Topic:The producer sends messages to the specified Topic, and the consumer subscribes to the Topic to get the messages. The Topic itself is just a logical grouping and does not have the concept of physical storage.
Partition: It is a subset of Topic and is the basic unit for storing and processing messages in Kafka. Each Topic can be divided into multiple Partitions, and each Partition is an ordered, immutable sequence of messages.
Replica: A partition can have multiple copies.
Leader Broker: Under multiple copies of a partition, the broker responsible for handling all read and write requests for the partition.
FollowerBroker: In the case of multiple copies of a partition, the broker responsible for synchronizing the Leader's data in the partition.
The producer sends the message (record) to Kafka, and the consumer obtains the data through the offset (similar to the subscript of an array).
At the same time, each partition will have its own log file, and Kafka uses log files to save data to disk.

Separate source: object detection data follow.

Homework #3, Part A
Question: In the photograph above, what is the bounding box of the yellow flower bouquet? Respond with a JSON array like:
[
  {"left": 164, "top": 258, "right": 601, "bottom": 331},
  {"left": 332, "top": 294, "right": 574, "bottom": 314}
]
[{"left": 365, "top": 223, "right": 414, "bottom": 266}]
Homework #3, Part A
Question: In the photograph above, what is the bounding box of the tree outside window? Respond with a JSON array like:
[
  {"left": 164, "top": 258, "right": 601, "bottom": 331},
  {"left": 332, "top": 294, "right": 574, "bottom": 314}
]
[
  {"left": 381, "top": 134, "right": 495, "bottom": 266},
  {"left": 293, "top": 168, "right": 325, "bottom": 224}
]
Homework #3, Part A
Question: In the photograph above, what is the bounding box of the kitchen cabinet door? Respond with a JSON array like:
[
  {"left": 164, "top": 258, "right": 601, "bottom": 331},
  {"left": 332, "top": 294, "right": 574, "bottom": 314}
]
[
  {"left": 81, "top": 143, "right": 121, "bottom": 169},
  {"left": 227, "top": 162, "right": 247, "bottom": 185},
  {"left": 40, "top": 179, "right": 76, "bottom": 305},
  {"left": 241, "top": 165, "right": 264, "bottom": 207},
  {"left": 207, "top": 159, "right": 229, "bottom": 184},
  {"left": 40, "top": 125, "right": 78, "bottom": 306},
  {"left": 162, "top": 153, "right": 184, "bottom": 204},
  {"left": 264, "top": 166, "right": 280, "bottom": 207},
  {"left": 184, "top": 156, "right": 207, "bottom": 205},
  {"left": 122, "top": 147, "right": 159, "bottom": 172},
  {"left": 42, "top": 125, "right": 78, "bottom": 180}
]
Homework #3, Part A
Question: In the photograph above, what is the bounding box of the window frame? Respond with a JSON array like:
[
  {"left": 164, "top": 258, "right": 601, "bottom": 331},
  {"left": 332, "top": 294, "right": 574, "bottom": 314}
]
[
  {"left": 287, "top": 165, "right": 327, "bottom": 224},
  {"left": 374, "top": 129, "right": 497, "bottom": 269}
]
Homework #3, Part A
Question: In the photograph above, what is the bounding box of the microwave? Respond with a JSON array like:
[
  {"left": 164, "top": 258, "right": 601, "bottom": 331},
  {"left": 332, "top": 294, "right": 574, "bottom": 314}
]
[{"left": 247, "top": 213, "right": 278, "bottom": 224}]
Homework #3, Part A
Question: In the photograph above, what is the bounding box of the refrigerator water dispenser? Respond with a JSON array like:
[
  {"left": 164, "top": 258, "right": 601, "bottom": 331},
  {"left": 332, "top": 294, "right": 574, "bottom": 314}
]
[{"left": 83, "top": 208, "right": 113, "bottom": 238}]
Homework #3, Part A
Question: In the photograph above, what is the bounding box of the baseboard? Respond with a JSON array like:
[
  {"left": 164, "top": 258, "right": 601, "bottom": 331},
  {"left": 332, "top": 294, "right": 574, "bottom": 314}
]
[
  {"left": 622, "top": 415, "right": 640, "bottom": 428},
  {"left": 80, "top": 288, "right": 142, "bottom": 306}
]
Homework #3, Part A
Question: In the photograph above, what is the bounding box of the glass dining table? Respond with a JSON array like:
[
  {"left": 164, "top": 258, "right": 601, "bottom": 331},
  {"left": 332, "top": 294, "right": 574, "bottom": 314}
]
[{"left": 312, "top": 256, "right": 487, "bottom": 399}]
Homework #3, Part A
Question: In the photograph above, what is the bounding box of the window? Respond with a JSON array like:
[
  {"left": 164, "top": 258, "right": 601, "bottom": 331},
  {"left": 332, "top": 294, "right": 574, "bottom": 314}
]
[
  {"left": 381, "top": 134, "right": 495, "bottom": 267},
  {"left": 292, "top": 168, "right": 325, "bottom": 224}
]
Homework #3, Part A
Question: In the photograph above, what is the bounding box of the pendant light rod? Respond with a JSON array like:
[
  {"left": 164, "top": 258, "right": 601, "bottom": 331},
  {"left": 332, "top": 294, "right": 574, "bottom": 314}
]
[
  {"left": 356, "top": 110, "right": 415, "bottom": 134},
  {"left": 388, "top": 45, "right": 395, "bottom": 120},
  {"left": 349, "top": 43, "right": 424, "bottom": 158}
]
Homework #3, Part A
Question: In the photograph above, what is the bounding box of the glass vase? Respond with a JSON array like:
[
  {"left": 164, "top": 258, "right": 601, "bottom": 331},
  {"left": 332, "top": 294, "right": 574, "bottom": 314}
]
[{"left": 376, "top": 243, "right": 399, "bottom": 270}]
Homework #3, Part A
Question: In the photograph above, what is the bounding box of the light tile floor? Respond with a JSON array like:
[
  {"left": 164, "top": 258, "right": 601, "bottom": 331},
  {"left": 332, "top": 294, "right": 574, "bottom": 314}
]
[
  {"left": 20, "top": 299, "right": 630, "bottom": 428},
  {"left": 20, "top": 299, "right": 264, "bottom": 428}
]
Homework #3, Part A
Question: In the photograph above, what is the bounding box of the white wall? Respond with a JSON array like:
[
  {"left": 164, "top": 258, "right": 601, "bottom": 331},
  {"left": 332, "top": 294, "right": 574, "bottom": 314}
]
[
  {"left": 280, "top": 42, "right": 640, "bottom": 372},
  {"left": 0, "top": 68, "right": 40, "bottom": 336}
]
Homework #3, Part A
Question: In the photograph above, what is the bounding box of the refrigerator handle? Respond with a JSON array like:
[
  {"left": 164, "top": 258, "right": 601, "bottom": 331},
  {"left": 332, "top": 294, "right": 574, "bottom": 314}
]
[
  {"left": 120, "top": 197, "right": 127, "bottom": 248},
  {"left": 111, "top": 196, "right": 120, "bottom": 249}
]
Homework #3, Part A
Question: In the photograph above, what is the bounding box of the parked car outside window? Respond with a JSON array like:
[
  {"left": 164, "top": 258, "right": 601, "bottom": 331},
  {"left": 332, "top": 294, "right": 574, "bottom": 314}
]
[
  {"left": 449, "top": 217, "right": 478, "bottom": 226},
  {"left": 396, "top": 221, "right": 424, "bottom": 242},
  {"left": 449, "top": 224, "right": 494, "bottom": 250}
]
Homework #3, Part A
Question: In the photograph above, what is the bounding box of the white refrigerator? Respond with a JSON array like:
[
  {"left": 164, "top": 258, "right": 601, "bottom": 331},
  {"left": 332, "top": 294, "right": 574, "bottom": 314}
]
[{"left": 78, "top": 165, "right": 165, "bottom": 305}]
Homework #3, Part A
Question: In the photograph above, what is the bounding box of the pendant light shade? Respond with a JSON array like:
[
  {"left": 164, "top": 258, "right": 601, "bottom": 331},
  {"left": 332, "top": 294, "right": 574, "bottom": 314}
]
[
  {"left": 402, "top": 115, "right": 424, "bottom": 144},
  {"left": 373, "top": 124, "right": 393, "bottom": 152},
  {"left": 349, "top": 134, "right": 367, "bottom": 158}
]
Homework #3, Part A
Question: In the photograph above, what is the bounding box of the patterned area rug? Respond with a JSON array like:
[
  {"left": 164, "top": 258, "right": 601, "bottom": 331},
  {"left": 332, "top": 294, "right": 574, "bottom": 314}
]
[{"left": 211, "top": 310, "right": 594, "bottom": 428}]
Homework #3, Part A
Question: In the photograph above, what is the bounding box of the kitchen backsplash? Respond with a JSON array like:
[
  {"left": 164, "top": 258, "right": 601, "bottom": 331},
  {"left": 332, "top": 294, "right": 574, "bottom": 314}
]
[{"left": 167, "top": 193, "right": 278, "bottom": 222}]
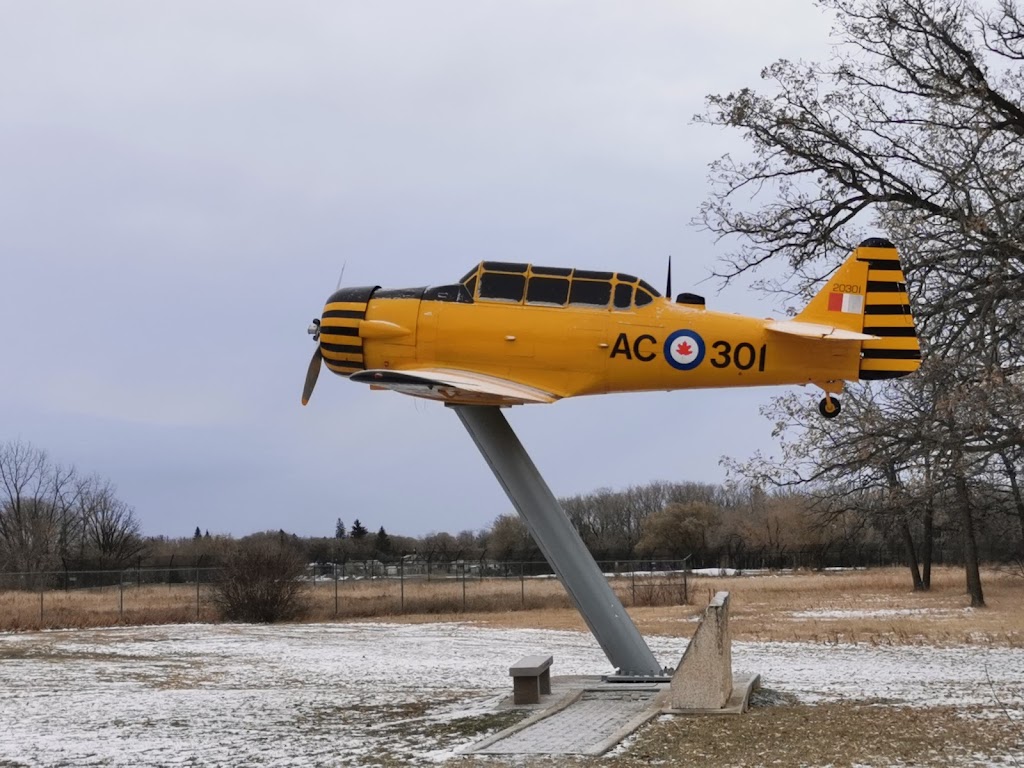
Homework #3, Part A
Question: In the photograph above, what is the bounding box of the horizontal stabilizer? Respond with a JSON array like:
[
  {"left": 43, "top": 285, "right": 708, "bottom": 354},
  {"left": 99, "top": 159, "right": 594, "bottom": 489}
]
[
  {"left": 348, "top": 369, "right": 558, "bottom": 406},
  {"left": 765, "top": 321, "right": 879, "bottom": 341}
]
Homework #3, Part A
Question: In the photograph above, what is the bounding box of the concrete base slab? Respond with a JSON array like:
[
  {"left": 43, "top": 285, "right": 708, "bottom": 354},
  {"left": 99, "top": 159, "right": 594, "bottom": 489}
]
[{"left": 662, "top": 673, "right": 761, "bottom": 715}]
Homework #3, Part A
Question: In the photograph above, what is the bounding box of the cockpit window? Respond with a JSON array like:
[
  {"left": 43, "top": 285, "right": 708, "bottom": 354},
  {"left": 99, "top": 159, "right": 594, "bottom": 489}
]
[
  {"left": 480, "top": 272, "right": 526, "bottom": 302},
  {"left": 458, "top": 261, "right": 660, "bottom": 311},
  {"left": 483, "top": 261, "right": 529, "bottom": 274},
  {"left": 614, "top": 275, "right": 633, "bottom": 309},
  {"left": 526, "top": 274, "right": 569, "bottom": 306},
  {"left": 569, "top": 275, "right": 611, "bottom": 307},
  {"left": 640, "top": 280, "right": 662, "bottom": 298},
  {"left": 529, "top": 266, "right": 572, "bottom": 278}
]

The producer connects to the Kafka cluster through the Bootstrap Broker. This step is to establish the initial connection and obtain the metadata of the cluster.
Once the producer obtains this metadata, it knows who the leader broker is for each partition and can send the message directly to the correct leader broker.
A producer must specify a Topic when sending a message, but partitions are optional.
In Kafka, when a producer sends a message to a Broker, the first operation of the Broker is to record the message to disk to ensure the persistence and reliability of the message.
Consumers in Kafka usually belong to a consumer group. Each consumer group has a unique group ID. The concept of consumer group is used to achieve load balancing and parallel consumption of messages.
When multiple consumers belong to the same group, Kafka assigns topic partitions to consumers in the group.Each partition can only be consumed by one consumer in the group, so that load balancing can be achieved.
A single consumer subscribes to a Topic:
Multiple consumers belong to the same group:
Multiple consumers belong to different groups:
Kafka creates new partitions in the cluster. These new partitions are assigned to different Brokers to achieve balanced data storage and high availability. Kafka does not automatically redistribute or balance data from existing partitions to new partitions. New partitions are empty when they are created, and data is written to these new partitions only when subsequent producers send messages. The consumer group will sense the change in the number of partitions and trigger a rebalance.
Kafka allows each partition to have multiple replicas, which are stored on different brokers. One replica is called the Leader, which is responsible for processing all read and write requests, and the other replicas are Followers, which are responsible for synchronizing the Leader's data.
Among multiple replicas, only one replica can read and write at the same time. This is the Leader replica. The other replicas become Follower replicas and are used as backups.